And people routinely use them and are at least largely ignorant that the scientific basis and evidence for the practices is seriously lacking.
And people routinely use them and are at least largely ignorant that the scientific basis and evidence for the practices is seriously lacking.
Other examples are a lot of physiotherapy practices, like kinesiology take many professional athletes use, all the recovery nonsense like ice baths, IV vitamin drips. Basically wellness industry writ large has been normalized and is almost all entirely lacking evidence.
This is one of my favorite examples because chiropractic adjustments and bodywork clearly work. We just don't know how to set up an RCT that proves they work. But RCTs are incredibly limited as sources of epistemology.
This is news to me! What other sources of evidence shows they work?
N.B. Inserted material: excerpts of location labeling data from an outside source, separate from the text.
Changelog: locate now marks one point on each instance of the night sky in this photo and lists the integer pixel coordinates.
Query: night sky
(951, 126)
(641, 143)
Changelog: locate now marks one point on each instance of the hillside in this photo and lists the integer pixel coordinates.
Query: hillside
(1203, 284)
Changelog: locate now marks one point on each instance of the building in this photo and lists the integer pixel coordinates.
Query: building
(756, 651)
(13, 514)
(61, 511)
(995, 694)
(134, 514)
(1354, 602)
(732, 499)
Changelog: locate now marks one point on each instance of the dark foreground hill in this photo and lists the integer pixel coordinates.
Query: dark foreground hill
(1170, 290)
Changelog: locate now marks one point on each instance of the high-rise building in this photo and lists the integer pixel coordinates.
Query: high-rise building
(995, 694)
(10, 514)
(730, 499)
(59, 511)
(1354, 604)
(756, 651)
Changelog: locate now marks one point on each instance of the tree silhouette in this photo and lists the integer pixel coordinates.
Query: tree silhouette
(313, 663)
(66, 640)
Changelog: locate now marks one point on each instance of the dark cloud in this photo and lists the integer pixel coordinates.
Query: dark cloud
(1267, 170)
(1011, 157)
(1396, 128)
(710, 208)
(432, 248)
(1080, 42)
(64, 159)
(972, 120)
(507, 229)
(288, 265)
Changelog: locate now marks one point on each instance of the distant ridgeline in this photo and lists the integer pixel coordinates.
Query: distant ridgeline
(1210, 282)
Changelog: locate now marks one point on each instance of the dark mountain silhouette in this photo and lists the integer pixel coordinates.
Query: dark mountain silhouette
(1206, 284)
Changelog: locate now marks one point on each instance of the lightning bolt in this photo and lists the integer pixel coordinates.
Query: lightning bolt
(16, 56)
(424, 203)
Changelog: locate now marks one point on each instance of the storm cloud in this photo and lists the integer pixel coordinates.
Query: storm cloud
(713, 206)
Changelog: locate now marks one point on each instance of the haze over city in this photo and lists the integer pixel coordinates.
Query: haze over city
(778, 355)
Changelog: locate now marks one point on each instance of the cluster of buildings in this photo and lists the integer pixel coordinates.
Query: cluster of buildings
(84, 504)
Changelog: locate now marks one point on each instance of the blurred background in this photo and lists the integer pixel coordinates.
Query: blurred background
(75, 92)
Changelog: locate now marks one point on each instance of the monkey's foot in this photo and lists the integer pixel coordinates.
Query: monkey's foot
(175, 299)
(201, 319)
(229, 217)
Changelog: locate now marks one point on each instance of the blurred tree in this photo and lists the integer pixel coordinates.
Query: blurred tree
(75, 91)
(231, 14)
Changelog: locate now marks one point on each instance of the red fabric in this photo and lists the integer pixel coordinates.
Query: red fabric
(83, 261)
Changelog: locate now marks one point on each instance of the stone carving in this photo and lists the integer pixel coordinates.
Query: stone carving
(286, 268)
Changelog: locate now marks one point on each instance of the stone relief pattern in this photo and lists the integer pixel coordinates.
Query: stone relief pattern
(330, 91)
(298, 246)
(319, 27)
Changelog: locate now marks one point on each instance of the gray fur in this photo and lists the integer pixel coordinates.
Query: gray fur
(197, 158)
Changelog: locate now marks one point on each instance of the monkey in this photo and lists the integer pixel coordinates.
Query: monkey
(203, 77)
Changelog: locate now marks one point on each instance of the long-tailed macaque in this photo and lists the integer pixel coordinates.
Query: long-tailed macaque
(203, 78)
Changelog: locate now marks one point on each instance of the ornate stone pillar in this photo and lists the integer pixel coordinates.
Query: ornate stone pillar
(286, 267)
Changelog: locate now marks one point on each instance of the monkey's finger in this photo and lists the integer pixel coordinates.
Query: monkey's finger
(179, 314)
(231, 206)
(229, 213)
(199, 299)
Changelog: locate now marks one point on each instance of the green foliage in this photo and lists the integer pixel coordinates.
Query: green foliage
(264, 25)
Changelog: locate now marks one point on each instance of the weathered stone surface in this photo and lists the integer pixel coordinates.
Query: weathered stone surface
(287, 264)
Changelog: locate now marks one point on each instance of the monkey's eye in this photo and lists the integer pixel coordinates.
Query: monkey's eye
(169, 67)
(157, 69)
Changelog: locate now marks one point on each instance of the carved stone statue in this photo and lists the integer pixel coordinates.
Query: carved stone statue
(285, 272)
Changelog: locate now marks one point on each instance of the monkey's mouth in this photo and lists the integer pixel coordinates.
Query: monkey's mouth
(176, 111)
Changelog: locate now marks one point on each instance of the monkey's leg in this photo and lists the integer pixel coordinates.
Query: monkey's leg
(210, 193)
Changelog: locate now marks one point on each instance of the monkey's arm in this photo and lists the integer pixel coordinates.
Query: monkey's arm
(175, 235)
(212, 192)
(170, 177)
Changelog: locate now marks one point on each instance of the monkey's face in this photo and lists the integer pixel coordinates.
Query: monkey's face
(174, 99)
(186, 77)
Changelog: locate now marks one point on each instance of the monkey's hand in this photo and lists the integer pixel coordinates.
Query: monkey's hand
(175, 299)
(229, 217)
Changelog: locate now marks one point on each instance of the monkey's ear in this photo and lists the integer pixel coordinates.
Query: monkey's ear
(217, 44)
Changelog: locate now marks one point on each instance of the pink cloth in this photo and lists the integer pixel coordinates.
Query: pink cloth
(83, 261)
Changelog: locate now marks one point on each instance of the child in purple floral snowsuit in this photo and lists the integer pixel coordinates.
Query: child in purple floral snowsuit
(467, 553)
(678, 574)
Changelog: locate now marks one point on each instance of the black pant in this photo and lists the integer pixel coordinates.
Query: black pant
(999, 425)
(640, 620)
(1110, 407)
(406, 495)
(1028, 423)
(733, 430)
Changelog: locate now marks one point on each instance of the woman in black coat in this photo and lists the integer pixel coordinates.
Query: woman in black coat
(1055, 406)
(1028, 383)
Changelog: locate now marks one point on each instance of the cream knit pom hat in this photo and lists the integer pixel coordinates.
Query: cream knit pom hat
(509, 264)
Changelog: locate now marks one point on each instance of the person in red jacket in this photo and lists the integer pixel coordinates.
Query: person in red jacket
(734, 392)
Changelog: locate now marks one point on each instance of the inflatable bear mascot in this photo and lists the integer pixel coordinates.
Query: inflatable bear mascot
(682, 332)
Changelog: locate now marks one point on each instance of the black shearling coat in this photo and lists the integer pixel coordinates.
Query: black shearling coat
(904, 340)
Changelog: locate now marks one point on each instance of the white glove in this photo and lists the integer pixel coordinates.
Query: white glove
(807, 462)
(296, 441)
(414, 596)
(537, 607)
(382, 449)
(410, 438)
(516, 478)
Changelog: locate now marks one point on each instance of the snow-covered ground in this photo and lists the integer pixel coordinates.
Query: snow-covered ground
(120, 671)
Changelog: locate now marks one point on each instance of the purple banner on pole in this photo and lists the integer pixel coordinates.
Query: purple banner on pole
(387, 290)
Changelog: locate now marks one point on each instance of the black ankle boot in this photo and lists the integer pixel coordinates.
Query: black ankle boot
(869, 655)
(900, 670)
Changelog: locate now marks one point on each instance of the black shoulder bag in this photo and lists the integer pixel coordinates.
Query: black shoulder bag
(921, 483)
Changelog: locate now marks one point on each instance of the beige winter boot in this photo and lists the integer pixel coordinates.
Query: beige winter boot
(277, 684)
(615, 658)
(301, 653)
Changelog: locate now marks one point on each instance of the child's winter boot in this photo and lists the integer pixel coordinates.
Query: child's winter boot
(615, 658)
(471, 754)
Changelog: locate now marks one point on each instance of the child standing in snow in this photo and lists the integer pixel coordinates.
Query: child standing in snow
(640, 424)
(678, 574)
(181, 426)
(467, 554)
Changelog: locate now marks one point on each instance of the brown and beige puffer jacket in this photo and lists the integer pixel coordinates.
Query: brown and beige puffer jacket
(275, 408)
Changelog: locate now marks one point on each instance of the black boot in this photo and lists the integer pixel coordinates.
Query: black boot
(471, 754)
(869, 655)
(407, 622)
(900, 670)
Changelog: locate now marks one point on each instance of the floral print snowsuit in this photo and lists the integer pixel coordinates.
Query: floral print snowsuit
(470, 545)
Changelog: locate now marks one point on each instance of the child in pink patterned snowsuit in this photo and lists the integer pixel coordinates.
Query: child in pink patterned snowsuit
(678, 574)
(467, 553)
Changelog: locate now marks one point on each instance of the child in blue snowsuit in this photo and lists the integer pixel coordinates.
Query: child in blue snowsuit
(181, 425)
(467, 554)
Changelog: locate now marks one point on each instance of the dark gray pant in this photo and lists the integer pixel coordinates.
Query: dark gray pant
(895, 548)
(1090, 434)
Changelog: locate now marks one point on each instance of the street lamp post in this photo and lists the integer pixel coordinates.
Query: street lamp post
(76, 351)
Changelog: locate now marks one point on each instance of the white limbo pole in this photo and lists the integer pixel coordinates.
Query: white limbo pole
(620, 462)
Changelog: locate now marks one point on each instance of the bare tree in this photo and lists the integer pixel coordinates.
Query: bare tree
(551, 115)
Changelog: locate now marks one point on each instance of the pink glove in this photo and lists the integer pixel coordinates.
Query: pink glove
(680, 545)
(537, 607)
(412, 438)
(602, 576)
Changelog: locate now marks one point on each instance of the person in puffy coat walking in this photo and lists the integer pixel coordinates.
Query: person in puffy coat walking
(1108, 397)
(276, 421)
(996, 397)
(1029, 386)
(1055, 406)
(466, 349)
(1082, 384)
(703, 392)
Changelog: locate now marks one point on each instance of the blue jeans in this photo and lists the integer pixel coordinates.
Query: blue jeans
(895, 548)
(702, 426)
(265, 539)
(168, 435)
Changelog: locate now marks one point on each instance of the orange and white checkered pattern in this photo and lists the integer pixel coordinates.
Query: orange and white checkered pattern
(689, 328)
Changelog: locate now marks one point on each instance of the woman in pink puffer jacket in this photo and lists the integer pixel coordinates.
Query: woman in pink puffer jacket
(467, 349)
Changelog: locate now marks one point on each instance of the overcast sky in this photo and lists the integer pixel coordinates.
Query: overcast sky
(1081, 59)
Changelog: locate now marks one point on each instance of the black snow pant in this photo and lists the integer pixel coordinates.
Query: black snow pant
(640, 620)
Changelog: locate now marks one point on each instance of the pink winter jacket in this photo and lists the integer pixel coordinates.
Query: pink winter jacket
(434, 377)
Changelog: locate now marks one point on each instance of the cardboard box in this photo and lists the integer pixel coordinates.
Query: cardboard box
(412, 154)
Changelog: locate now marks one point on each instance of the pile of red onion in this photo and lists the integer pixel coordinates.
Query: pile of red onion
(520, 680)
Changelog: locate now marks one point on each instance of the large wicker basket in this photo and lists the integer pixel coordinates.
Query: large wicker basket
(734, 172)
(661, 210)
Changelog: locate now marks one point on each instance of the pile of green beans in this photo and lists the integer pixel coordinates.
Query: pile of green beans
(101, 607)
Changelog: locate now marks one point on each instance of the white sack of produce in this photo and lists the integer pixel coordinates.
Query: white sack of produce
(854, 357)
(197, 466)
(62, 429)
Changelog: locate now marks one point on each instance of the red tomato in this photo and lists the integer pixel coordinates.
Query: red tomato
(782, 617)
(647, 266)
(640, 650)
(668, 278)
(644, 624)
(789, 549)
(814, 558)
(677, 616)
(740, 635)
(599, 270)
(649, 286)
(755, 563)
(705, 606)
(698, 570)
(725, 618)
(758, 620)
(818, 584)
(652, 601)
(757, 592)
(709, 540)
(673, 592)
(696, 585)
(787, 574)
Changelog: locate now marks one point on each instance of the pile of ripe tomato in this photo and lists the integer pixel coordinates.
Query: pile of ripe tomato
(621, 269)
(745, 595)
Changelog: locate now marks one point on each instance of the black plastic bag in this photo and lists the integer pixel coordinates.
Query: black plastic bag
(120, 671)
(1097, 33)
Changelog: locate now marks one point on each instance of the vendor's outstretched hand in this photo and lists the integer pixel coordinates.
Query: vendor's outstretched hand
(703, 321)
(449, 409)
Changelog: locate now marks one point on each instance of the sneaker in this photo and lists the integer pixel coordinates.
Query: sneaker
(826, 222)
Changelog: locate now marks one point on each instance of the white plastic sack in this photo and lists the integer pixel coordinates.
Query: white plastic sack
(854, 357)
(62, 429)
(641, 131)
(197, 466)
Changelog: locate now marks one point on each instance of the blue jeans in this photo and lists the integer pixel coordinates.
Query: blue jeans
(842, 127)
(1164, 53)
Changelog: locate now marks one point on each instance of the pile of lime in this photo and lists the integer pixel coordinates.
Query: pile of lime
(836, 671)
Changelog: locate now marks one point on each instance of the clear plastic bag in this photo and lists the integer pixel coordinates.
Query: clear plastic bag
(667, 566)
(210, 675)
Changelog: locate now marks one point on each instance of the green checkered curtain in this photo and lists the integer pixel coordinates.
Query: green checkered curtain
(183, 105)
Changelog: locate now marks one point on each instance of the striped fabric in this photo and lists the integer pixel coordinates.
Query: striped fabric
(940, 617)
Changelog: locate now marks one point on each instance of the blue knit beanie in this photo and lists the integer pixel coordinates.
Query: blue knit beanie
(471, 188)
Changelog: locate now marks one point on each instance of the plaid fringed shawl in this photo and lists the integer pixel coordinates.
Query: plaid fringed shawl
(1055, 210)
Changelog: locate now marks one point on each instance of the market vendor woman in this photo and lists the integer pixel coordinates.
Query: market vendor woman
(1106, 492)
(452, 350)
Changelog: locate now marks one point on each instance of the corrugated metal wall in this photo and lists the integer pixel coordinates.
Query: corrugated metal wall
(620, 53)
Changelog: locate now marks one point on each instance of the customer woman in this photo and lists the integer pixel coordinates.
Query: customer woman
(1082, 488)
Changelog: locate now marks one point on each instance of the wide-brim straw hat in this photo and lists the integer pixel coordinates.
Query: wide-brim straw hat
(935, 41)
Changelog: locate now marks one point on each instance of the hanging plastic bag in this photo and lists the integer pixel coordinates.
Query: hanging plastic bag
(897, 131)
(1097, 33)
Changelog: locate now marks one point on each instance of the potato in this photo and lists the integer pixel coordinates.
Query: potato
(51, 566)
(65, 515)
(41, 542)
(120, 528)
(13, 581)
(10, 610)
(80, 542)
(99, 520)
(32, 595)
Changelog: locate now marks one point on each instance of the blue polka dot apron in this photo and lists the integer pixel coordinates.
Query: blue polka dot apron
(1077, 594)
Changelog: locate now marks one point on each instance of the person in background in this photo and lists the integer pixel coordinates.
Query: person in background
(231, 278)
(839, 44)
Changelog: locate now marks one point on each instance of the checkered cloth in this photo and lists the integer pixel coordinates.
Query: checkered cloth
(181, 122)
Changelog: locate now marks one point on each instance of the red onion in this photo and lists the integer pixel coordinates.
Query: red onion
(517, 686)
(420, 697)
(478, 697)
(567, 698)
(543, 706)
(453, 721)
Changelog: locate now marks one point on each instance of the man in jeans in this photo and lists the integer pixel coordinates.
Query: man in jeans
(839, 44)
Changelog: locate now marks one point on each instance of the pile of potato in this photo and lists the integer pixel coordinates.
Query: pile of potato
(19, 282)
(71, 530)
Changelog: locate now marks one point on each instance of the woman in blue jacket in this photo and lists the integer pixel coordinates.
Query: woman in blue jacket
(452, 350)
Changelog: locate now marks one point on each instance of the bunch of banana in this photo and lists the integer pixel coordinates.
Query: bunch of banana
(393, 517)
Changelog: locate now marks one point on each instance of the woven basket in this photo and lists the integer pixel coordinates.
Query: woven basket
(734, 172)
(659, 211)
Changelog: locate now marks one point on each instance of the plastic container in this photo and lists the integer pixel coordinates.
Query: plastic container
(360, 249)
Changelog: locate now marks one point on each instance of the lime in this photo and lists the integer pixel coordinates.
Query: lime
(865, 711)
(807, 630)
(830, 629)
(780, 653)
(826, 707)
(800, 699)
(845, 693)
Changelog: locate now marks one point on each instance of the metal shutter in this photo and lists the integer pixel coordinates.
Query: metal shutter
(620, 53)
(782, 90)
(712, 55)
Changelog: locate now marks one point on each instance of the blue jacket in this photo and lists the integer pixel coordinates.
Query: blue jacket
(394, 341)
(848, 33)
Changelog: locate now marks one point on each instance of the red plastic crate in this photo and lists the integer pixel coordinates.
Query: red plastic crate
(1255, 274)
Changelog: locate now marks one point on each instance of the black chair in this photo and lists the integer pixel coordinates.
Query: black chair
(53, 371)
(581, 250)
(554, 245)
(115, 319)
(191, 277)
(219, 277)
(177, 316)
This is the more balanced and science informed account I’ve come across in my reading about chiropractic: www.painscience.com/articles/doe... I think you’d be hard pressed to come to the conclusion that it works but we don't know why on the basis of what it says. Open to reading other sources though
Yeah, this is when we start to pick at what "work" means. If you can't get your arm to move into position for weeks, and your physical therapist does some pseudoscience on you, and all of a sudden you're back at top performance, did their adjustment work?
Many issues end up resolving absent treatment, that’s the natural progression of many health problems. But we seek treatment and then think because our condition improved, the treatment must have fixed us.